Crowds are not necessarily wise. It's not that they can be depended upon to make the
right decision, just that they can be depended upon to make
a decision. Take, for example, a run on a bank -- classic crowd behavior. The bank may or may not be failing, but once there is some reason to suspect that the bank might fail, then each individual depositor has an incentive to withdraw his or her deposits from the bank. Furthermore, they all have an incentive to take out their money before anyone else does. So each tries to be the first in line at the bank, which just means that
everybody shows up at the same time. The bank, which may not have been in danger of failing before, certainly is in danger once all of the depositors demand to withdraw their money simultaneously (for an example of how this works,
click here).
Now, an economist will tell you that the depositors are acting rationally, and clearly that's correct (a game theorist would tell you that a bank run is nothing more than a type of
"prisoner's dilemma"). But to say that the crowd is
rational is different from saying that the crowd is
right. The consequence of the crowd's action might very well be worse, overall, than if it hadn't ruined the bank.

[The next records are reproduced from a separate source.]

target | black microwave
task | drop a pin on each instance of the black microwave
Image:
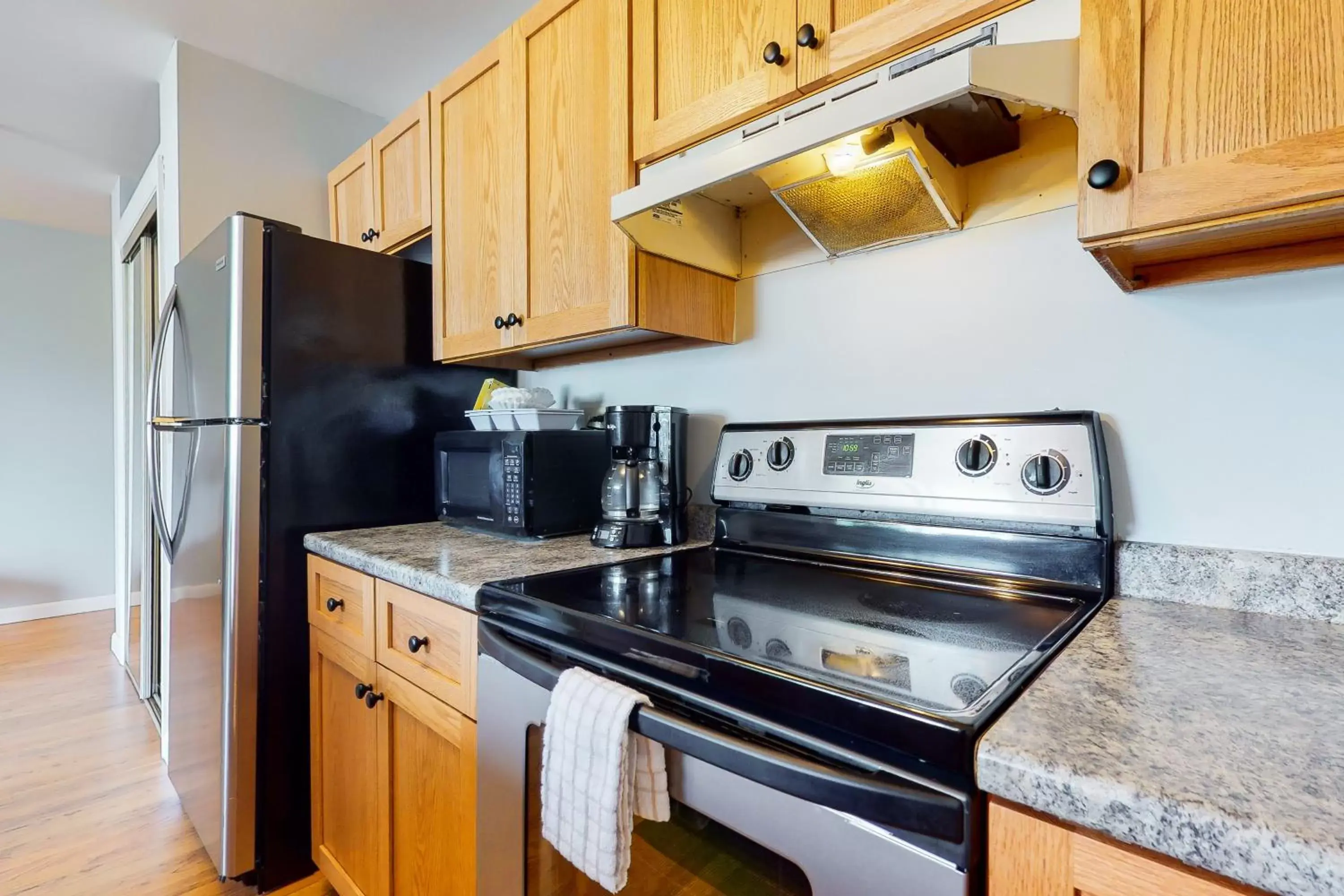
(521, 482)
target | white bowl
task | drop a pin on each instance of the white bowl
(482, 420)
(535, 420)
(510, 398)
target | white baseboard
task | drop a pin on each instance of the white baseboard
(57, 609)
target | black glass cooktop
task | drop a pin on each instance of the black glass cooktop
(936, 649)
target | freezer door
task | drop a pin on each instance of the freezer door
(213, 646)
(210, 367)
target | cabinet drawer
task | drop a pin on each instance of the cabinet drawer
(444, 657)
(340, 603)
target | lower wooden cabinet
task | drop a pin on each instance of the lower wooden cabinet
(1034, 856)
(426, 789)
(345, 767)
(393, 762)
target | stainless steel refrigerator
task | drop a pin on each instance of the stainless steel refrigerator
(292, 390)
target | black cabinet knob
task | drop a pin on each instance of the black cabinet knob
(1104, 175)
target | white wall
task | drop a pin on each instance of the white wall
(1225, 402)
(56, 416)
(238, 140)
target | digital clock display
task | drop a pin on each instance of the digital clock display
(870, 454)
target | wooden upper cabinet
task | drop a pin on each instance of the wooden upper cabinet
(470, 203)
(345, 767)
(400, 156)
(350, 199)
(426, 765)
(699, 68)
(1226, 121)
(569, 104)
(853, 35)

Thomas's example of language is a good -- and often overlooked -- example of the wisdom of crowds. There is no official mechanism for determining how people communicate, and those institutions which attempt to do so (such as the Acadamie Française) have a very poor track record. But again, just because the crowd makes a determination doesn't mean that it makes the right determination. For instance, it is rapidly becoming acceptable to spell the phrase "all right" as the single word "alright," even though the change drives language purists to despair. Once the crowd accepts "alright," though, it will become standard English, and "all right" will look as quaint as "base ball" or "aeroplane."
Indeed, we have a tendency to "ratify" the wisdom of a crowd's decisions in retrospect. Stock prices go up or down depending upon the collective decisions of hundreds or thousands of investors, and we then declare that a company is worth a certain sum of money based upon its stock price. The company, in other words, is worth whatever the mass of investors says it's worth, which means the crowd is never wrong, and it would be foolish, or at least counter-intuitive, to disagree with it. Joseph Heller, in
Catch-22, neatly summarized the paradox: when asked what if everyone thought as he did, Yossarian replied "then I'd be crazy to think anything else." The crowd thinks the bank will fail, and in causing a run on the bank leads to its failure. The crowd thinks a company is undervalued, and causes its stock price to rise to match its higher valuation. In both cases, the crowd makes an accurate prophecy, but that's largely because it's a self-fulfilling one. In sum, crowds are right more because they are crowds than because they are right.